I have an ES cluster that is being used by multiple analysts who are issuing ad-hoc queries to perform data analysis. These analysts often formulate complex queries. Most of the time the cluster is stable, but occasionally one query will cause one or more nodes to get into a very low memory state and become unresponsive because it is perpetually garbage collecting. Eventually the node usually throws an OOM exception, but this can take up to an hour.
While I would love to actually prevent these cases from happening altogether (we do have circuit breakers set, but they don't seem to catch all cases), I am immediately interested in being able to determine which query is causing problems. I did try to enable the slow query log, but it does not seem to always log the offending query (I reproduced this by using a known "bad" query).

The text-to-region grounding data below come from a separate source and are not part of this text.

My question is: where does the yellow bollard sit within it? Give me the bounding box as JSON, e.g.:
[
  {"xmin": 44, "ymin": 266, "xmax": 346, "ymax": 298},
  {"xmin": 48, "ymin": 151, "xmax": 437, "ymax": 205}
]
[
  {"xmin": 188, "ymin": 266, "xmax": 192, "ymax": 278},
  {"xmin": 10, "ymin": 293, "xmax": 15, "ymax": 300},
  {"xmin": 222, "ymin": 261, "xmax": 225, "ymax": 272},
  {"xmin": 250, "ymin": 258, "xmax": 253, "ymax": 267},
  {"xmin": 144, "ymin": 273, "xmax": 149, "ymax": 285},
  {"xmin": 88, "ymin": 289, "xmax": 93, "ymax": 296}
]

Is there any other best practice or logs that can help me easily track down queries that use very large amounts of memory?
Here is some additional information about my cluster:
- ES version 2.6.4
- 8 machines with the same configuration:
- 40 cores, 256GB Ram, 8TB worth of SSDs in JBOD configuration, 2 ES Node Processes per machine
- each Node process is configured to use 30GB for JVM Heap and are also configured for search, index and master functionality (I should probably add dedicated master nodes at least, but not sure if that matters for this problem)
- these machines are a private cluster, not virtual machines in a cloud provider
Thanks in advance for any and all advice!